Many types of strain can occur along the height, width and breadth of a building, including bending and shearing forces. In the load diagram, the engineer should be able to show the distribution of loads in the building, using known information about the construction and how the building will be used. The engineer can point out what kinds of loads will be present and might map out their intensity.
If the load diagram reveals a hot spot where forces are particularly high, the building might need special engineering to address it, or it might be necessary to change the building design slightly to redistribute the loads more appropriately. With innovative new design, particularly projects that have large amounts of open space and interesting new materials, the load diagram is very important, because the engineer might not have a similar existing building to use as a model.
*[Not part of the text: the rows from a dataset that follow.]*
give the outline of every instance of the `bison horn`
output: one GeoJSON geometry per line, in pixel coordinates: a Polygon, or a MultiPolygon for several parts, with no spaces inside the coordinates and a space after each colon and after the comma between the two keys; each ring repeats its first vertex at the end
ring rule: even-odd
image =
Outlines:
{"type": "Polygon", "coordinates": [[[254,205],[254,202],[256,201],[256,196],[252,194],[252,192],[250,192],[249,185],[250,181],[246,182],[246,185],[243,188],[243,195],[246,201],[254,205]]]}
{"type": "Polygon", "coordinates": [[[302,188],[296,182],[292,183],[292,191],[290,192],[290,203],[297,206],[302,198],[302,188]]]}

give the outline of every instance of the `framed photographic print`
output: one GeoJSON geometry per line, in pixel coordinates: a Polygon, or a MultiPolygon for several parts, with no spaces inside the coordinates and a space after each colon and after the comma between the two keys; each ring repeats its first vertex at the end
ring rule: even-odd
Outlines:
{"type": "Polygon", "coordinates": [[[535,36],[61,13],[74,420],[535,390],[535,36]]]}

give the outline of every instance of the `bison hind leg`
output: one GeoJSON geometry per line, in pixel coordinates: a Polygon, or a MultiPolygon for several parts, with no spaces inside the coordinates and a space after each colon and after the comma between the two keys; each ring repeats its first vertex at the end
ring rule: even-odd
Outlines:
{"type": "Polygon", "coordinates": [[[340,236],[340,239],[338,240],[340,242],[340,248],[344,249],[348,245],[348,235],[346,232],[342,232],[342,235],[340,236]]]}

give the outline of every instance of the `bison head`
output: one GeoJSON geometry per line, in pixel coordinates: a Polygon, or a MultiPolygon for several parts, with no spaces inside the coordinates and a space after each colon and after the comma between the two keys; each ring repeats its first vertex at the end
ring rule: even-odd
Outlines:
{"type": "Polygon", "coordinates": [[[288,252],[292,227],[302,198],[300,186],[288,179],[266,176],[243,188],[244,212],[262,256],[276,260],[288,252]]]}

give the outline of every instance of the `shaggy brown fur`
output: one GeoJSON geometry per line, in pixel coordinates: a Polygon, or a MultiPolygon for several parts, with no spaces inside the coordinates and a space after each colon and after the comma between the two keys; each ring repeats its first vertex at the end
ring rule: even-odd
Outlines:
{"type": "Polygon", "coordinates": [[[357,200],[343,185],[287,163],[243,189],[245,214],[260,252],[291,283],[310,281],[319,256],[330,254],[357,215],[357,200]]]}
This is part of the structural analysis performed to make sure that a building will remain stable while in use. In addition to thinking about the loads that are intrinsic to the building, engineers might also have to consider earthquakes, storms and other factors that could add stress to a building. A load diagram should be able to show how the building will maintain its integrity in the event of a situation such as an earthquake, by absorbing and distributing the stress rather than crumpling or cracking under the strain.
Computer-aided design (CAD) programs can calculate a load diagram using known parameters that are inserted by an engineer. There also are engineering programs that can perform similar tasks. Using a computer might help ensure the accuracy and detail of the calculations, or an engineer can check manual math with the assistance of the computer program. Errors in a load diagram can be a significant issue, because they might lead to situations such as under-engineering in the belief that a building is perfectly stable and does not need additional supporting trusses and other structural elements.